We currently do use fibers for it, with the implementation I outlined above. It does work, but I see two (surmountable but noteworthy) issues with it for this use case, one usability-wise, and a more minor one regarding how it is presented visually.

Usability-wise, our current implementation means that starting an asynchronous region is, in pseudo-code:

auto f = find_free_fiber();
store_fiber(f);
TracyFiberEnter(f);
TracyCZone(ctx, 1);
TracyCZoneName(ctx, descriptor, length(descriptor));
store_context(ctx);
TracyFiberLeave();

And exiting a region is:

TracyFiberEnter(get_stored_fiber());
TracyCZoneEnd(get_stored_context(), 1);
TracyFiberLeave();

Of course we can build an abstraction on top of that, but I wonder if having asynchronous regions isn't a sufficiently common pattern that it could be supported more "natively" with a single construct in the C++ API. I believe the primary use case for Tracy is games, but probably there could be uses for stuff like this there as well, in e.g. asynchronous asset loading or networking.

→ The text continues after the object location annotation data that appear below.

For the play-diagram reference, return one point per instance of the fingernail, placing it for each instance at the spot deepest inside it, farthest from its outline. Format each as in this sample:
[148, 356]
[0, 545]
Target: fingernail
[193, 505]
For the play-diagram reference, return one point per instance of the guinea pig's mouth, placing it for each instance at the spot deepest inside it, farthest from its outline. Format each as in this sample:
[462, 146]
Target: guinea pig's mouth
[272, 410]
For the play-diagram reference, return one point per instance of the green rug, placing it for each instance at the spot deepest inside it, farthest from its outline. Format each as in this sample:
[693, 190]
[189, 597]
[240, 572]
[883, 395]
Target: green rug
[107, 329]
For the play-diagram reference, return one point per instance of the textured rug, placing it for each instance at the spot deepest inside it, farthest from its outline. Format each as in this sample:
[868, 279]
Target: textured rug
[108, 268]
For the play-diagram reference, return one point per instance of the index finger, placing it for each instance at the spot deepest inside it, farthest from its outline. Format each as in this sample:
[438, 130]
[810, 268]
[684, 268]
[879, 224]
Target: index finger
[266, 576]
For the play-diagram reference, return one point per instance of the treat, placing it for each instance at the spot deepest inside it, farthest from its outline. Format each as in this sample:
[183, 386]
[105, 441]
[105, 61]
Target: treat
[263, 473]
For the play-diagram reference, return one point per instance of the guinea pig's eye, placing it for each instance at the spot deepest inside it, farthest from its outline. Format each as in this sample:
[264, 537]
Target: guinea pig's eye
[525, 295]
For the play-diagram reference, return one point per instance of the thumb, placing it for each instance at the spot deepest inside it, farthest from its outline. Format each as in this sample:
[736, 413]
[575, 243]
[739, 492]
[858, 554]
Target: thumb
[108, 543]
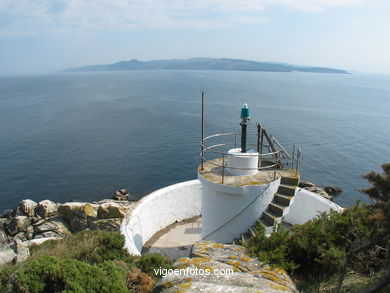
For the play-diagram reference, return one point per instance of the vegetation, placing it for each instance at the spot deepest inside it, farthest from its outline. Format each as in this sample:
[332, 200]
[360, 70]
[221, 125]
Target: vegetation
[85, 262]
[337, 252]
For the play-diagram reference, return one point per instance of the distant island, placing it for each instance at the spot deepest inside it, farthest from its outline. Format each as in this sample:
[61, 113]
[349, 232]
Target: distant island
[204, 64]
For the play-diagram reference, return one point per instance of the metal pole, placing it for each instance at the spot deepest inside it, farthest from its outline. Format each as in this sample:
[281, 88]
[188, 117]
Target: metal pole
[244, 123]
[202, 131]
[243, 136]
[258, 144]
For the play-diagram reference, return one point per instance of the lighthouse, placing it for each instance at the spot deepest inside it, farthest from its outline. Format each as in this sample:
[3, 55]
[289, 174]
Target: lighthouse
[241, 185]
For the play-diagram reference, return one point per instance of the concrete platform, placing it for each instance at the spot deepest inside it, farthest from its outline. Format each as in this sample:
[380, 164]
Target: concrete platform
[212, 171]
[176, 240]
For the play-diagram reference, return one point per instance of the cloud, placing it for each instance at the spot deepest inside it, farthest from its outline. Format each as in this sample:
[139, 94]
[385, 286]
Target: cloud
[93, 16]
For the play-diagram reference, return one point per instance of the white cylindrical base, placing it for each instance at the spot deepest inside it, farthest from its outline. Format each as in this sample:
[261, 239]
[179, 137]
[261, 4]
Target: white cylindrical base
[228, 211]
[236, 159]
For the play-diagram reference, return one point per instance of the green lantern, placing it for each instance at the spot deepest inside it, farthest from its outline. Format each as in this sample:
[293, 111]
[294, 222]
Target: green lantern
[244, 123]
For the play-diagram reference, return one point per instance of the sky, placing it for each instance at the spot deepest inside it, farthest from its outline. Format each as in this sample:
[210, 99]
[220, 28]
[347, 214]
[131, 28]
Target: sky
[43, 36]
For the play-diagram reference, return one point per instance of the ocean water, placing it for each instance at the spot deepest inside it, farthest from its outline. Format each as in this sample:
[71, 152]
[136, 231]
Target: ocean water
[82, 136]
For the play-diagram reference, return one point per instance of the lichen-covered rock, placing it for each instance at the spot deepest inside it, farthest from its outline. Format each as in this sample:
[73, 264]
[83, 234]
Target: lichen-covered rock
[77, 224]
[22, 250]
[112, 210]
[319, 191]
[59, 227]
[47, 208]
[248, 274]
[28, 207]
[332, 190]
[17, 224]
[112, 224]
[82, 210]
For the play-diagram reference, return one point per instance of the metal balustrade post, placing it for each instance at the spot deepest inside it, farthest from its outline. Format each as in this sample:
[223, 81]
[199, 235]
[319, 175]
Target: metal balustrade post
[223, 168]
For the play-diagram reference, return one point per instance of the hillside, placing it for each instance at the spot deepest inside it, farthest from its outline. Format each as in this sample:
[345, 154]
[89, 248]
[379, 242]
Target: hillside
[204, 64]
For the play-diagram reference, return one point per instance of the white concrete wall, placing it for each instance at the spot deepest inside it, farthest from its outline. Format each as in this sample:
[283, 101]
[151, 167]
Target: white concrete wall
[307, 205]
[159, 209]
[221, 203]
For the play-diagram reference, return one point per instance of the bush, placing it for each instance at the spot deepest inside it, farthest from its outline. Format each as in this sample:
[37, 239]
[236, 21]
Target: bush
[319, 246]
[274, 250]
[92, 247]
[50, 274]
[149, 262]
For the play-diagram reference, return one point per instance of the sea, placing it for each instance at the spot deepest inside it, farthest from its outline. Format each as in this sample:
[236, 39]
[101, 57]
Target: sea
[82, 136]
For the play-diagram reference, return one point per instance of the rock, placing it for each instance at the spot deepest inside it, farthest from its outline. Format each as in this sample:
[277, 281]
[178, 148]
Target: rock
[332, 190]
[47, 208]
[22, 251]
[83, 210]
[17, 224]
[4, 239]
[47, 234]
[2, 223]
[29, 233]
[16, 212]
[112, 210]
[119, 196]
[78, 225]
[56, 225]
[306, 184]
[28, 207]
[249, 274]
[319, 191]
[106, 224]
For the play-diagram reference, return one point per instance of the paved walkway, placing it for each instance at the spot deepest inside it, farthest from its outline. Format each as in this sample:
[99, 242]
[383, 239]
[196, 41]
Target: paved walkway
[176, 240]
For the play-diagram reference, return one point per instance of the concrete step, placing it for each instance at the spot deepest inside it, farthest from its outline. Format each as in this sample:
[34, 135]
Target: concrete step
[268, 227]
[289, 181]
[276, 209]
[282, 200]
[286, 190]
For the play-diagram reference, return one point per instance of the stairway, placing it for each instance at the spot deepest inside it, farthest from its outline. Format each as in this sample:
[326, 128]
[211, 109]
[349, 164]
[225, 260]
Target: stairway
[276, 210]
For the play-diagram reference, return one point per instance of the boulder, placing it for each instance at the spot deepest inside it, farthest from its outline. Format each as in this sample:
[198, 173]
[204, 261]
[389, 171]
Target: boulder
[59, 227]
[319, 191]
[77, 224]
[2, 223]
[22, 251]
[28, 207]
[248, 274]
[4, 239]
[106, 224]
[332, 190]
[112, 210]
[304, 184]
[7, 255]
[121, 194]
[47, 208]
[17, 224]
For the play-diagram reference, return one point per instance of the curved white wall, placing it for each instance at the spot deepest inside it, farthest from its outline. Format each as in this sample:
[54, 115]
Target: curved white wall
[183, 200]
[221, 204]
[159, 209]
[307, 205]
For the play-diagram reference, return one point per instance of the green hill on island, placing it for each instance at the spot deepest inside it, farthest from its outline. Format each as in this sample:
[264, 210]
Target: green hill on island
[204, 64]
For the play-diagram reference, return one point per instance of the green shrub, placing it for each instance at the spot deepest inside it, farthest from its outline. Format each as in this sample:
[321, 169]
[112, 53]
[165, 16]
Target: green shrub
[50, 274]
[320, 245]
[274, 250]
[92, 247]
[149, 262]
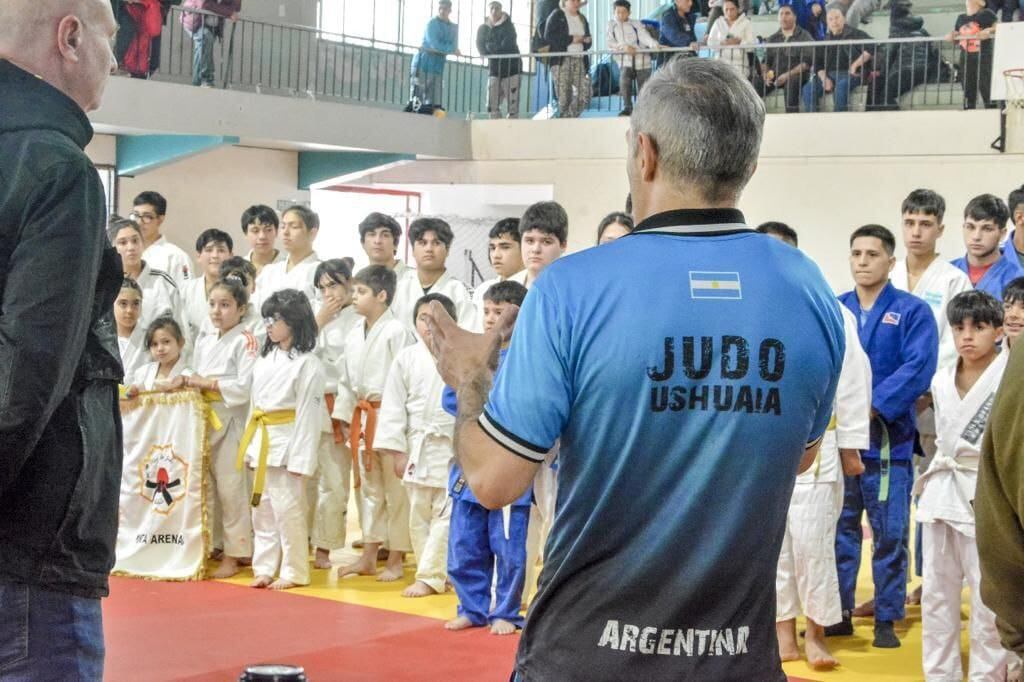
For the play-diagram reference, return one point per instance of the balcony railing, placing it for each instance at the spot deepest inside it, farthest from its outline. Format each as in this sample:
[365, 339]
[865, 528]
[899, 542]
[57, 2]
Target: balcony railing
[907, 74]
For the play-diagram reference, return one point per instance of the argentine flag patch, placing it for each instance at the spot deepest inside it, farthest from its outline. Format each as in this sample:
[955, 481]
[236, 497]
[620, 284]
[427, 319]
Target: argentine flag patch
[715, 285]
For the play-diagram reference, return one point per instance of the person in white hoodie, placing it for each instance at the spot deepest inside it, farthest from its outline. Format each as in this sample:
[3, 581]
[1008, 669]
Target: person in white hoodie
[629, 37]
[732, 29]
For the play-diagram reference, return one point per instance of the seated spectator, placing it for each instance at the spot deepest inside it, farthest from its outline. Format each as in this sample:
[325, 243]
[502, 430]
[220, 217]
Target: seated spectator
[568, 31]
[901, 67]
[612, 226]
[786, 68]
[810, 15]
[497, 36]
[838, 68]
[204, 29]
[677, 29]
[733, 28]
[630, 36]
[439, 40]
[975, 30]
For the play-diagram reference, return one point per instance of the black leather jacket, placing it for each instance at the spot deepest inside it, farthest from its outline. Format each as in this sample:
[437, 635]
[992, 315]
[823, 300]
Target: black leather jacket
[60, 445]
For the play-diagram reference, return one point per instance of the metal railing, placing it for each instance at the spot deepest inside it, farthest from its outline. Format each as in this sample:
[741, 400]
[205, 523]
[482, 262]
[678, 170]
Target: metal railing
[911, 73]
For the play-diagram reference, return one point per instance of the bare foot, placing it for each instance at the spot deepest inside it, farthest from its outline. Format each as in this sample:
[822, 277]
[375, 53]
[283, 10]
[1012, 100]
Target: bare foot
[818, 655]
[261, 582]
[785, 632]
[500, 627]
[418, 589]
[394, 569]
[228, 566]
[461, 623]
[282, 584]
[323, 559]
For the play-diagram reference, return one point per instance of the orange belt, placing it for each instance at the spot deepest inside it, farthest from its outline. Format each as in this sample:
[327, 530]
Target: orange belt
[335, 423]
[355, 430]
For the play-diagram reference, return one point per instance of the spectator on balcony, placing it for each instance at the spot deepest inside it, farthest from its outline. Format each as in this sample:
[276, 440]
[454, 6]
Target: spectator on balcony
[439, 40]
[677, 29]
[629, 37]
[497, 36]
[785, 68]
[568, 31]
[838, 68]
[203, 29]
[730, 30]
[975, 30]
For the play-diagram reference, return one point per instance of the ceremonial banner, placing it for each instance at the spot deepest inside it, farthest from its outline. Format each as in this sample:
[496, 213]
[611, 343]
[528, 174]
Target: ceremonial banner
[163, 528]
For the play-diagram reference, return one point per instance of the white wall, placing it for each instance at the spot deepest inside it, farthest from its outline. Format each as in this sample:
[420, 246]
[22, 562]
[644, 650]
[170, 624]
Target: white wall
[211, 189]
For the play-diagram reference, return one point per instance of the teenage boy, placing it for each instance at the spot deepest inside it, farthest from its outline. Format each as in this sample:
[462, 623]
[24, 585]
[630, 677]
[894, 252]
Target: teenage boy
[484, 542]
[898, 332]
[259, 224]
[505, 254]
[380, 236]
[417, 433]
[431, 240]
[963, 394]
[1013, 310]
[984, 227]
[150, 211]
[369, 352]
[212, 248]
[299, 226]
[545, 230]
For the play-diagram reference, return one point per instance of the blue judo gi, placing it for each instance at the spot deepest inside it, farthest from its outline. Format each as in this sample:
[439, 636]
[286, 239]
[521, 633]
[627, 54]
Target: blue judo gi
[900, 338]
[998, 275]
[478, 547]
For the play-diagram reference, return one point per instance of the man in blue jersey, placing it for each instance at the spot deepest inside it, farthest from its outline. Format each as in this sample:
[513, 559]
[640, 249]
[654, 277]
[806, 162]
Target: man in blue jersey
[984, 227]
[685, 401]
[898, 333]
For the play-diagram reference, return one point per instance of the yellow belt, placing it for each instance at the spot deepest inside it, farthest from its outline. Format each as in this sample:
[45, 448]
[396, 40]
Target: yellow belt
[211, 414]
[261, 420]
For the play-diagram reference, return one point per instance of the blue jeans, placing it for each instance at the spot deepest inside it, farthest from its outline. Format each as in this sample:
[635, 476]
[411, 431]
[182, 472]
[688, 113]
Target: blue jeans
[814, 88]
[203, 55]
[48, 635]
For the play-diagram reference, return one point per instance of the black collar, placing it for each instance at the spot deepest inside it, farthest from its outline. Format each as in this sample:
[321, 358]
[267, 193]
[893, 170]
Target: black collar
[695, 222]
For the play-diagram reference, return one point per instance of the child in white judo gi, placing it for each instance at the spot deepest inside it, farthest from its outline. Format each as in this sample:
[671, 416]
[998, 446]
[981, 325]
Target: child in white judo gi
[224, 358]
[336, 317]
[166, 344]
[963, 395]
[417, 432]
[282, 438]
[370, 350]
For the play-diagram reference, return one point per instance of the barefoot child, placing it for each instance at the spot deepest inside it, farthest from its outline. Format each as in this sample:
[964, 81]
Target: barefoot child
[417, 432]
[166, 343]
[336, 317]
[963, 395]
[223, 358]
[282, 437]
[806, 574]
[370, 350]
[131, 335]
[483, 542]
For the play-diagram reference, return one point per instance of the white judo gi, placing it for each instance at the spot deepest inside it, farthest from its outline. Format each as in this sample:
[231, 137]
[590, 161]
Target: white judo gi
[335, 460]
[409, 291]
[275, 276]
[807, 574]
[284, 381]
[363, 373]
[229, 359]
[165, 256]
[946, 512]
[412, 421]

Also -- and this is purely speculation, please correct me if I'm wrong -- I feel like a construct built for this specific use case might perform better than finding, opening and closing fibers just to put a single zone start/end pair into them.

Visually, using fibers in this way adds some "noise" displaying fiber activity, when we only really switch to and from fibers as an artifact in order to be able to start/stop the associated zone: fibers_async_zones

PeterTh avatar Jul 15 '22 14:07 PeterTh

If I would want to put these regions next to each other, like for example the CPU context switches are currently visible, the problem would be that with a generic solution you'd have to iterate an ever-growing list of regions to figure out what to draw. A more specialized solution would basically do what you are currently doing on the client side, i.e. search for a free "lane" or allocate a new one, if there is no space available. In this case the existing optimizations could be used, but there would be some theoretical downsides, like inability to filter and show two non-overlapping regions on the same "lane" if they would be originally assigned to two different ones.

I believe the primary use case for Tracy is games

You'd be surprised.

wolfpld avatar Jul 15 '22 14:07 wolfpld

I see. I'm not sure I understand the point about iterating the list of regions -- I feel like the client could keep those in a sorted 1D interval data structure and then iterating over a given interval should not be a big problem? You would of course have to iterate over the range once to figure out how much vertical space you need, and that range would continue to grow if you are looking at the entire timeline. I'm not sure how all of this works internally, but if the threads are drawn top-to-bottom then this might not need to be an extra iteration in addition to the actual drawing, which I assume is always O(N) at least.

Anyway, we can keep using our client-side workaround for now, but I wonder if you would be in principle interested in a new type of primitive (I imagine something like TracyAsyncStart and TracyAsyncEnd, with the usage/semantics that the user has to transport some data structure from start to end, and it then adds a potentially overlapping async region to the thread; those regions would be displayed below the stack of zones, and have the same features -- i.e. extra text, colors, stat visualization -- as zones).